Colorado is one of the most progressive states when it comes to legalizing marijuana and other drugs. But the Catholic archbishop of Denver is calling attention to serious problems that have arisen because of the legalization of pot, and is urging Americans to reconsider the increasing embrace of so-called “soft drugs.”

In a pastoral letter, “That They May Have Life,” Archbishop Samuel J. Aquila brings together natural law, Catholic ethical teaching, and medical data to argue that legalizing drugs is a mistake. 

In 2012, Colorado voted to legalize recreational marijuana, and in 2014, it became the first state to permit its sale.

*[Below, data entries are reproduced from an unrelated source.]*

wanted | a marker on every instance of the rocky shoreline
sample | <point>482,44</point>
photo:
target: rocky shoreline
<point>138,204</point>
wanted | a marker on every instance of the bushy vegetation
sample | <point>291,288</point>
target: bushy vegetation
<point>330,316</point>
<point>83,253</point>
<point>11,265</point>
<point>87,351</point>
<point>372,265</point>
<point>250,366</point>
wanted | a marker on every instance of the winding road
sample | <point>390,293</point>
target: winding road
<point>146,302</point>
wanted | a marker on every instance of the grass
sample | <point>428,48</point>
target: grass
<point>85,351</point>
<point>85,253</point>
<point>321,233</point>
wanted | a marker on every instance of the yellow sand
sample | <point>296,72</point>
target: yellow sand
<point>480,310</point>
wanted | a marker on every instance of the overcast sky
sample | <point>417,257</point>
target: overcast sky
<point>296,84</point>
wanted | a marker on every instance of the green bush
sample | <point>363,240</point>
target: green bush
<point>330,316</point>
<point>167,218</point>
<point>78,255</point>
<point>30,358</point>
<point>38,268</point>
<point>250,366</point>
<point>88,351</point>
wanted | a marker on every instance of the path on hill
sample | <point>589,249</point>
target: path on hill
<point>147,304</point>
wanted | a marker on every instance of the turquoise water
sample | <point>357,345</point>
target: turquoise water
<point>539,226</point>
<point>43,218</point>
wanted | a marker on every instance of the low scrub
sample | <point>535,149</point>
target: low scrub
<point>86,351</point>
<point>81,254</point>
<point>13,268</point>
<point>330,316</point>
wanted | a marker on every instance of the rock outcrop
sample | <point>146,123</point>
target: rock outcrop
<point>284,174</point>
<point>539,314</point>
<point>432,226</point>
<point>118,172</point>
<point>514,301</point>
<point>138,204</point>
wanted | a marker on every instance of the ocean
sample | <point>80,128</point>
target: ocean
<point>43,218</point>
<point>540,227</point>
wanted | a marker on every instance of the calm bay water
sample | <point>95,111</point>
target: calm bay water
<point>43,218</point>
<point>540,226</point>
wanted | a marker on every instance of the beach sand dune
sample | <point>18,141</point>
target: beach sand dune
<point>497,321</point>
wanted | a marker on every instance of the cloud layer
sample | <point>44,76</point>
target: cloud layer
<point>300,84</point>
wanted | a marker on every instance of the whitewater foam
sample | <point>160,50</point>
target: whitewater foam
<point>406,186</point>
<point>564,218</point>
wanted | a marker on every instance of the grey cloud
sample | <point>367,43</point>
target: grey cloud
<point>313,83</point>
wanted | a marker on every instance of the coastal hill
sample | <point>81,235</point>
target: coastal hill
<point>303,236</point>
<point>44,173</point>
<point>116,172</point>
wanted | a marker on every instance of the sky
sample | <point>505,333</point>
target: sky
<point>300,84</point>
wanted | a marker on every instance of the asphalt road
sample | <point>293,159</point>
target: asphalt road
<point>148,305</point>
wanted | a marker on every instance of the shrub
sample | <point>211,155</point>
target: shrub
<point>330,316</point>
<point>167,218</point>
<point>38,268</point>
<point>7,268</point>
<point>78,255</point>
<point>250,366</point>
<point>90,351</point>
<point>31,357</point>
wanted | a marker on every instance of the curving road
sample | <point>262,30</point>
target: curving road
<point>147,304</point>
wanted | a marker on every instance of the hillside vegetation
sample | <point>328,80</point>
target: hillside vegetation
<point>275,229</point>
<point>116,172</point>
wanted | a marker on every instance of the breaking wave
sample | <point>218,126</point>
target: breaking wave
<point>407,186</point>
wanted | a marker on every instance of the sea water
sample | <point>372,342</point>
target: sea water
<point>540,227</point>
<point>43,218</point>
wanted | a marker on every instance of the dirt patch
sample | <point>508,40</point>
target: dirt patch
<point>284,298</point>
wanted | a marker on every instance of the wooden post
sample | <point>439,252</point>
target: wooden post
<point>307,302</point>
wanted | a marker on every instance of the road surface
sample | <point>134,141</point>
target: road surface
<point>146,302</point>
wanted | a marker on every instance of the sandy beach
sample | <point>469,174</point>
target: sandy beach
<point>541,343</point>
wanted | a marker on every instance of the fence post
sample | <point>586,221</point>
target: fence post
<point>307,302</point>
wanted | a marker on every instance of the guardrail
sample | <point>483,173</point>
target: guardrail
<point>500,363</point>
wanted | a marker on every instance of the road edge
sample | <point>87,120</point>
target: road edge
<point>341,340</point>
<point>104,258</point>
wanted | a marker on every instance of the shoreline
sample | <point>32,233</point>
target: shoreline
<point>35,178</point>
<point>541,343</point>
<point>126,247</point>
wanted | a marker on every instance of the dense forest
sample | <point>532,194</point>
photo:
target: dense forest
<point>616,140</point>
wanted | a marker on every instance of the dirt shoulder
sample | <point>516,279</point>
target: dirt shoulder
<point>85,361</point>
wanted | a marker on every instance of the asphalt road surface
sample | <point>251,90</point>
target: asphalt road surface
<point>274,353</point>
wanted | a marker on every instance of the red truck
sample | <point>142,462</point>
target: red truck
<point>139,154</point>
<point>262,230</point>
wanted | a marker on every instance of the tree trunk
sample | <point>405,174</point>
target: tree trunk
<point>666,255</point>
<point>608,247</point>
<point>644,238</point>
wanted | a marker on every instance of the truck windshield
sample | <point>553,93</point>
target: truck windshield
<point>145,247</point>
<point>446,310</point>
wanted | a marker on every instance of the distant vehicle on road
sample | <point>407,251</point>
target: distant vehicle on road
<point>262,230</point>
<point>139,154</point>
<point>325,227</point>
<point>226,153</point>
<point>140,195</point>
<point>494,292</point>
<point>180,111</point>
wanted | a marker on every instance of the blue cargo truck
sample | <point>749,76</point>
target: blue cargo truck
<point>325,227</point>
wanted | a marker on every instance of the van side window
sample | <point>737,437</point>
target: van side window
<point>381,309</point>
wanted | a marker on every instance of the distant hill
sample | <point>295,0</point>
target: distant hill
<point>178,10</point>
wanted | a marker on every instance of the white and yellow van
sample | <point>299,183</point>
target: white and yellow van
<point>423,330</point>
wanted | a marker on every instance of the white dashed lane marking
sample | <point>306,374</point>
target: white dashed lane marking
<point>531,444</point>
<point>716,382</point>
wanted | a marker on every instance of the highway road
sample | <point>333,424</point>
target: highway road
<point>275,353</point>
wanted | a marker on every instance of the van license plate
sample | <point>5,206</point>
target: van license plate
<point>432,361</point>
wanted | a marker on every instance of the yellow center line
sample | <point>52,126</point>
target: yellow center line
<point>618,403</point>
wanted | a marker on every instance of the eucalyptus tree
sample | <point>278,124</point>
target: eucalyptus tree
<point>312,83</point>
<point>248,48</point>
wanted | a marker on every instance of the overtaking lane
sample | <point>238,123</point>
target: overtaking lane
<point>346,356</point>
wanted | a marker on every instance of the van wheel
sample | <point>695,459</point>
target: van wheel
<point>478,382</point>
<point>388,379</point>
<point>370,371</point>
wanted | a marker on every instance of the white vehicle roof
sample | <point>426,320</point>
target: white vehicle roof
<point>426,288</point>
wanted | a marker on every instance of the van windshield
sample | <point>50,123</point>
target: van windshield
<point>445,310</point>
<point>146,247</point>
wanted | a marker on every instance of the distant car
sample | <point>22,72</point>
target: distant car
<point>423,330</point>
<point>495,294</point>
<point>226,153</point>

The Centennial State also recently legalized psychedelic mushrooms.

Aquila’s letter also comes in the midst of news that more and more Americans are dying of drug overdoses, particularly from synthetic opioids such as fentanyl. He points out that 106,699 Americans died from drug overdoses in 2021. 

“As more states follow (as of this writing, recreational and medical marijuana are legal in 23 and 38 states respectively), there is a need to speak about the devastating effects of drugs such as methamphetamine, fentanyl, opioids, and others that we have witnessed,” Aquila writes. “We now have an overwhelming amount of data that reinforces what we have known to be true all along: The legalization of marijuana and cultural acceptance of drug use have been disastrous to our society.”

Hinders ability to know and love

Aquila cites traditional Catholic teaching in stating that man was created to know and love God. But drugs “hinder our ability to know and to love,” he says.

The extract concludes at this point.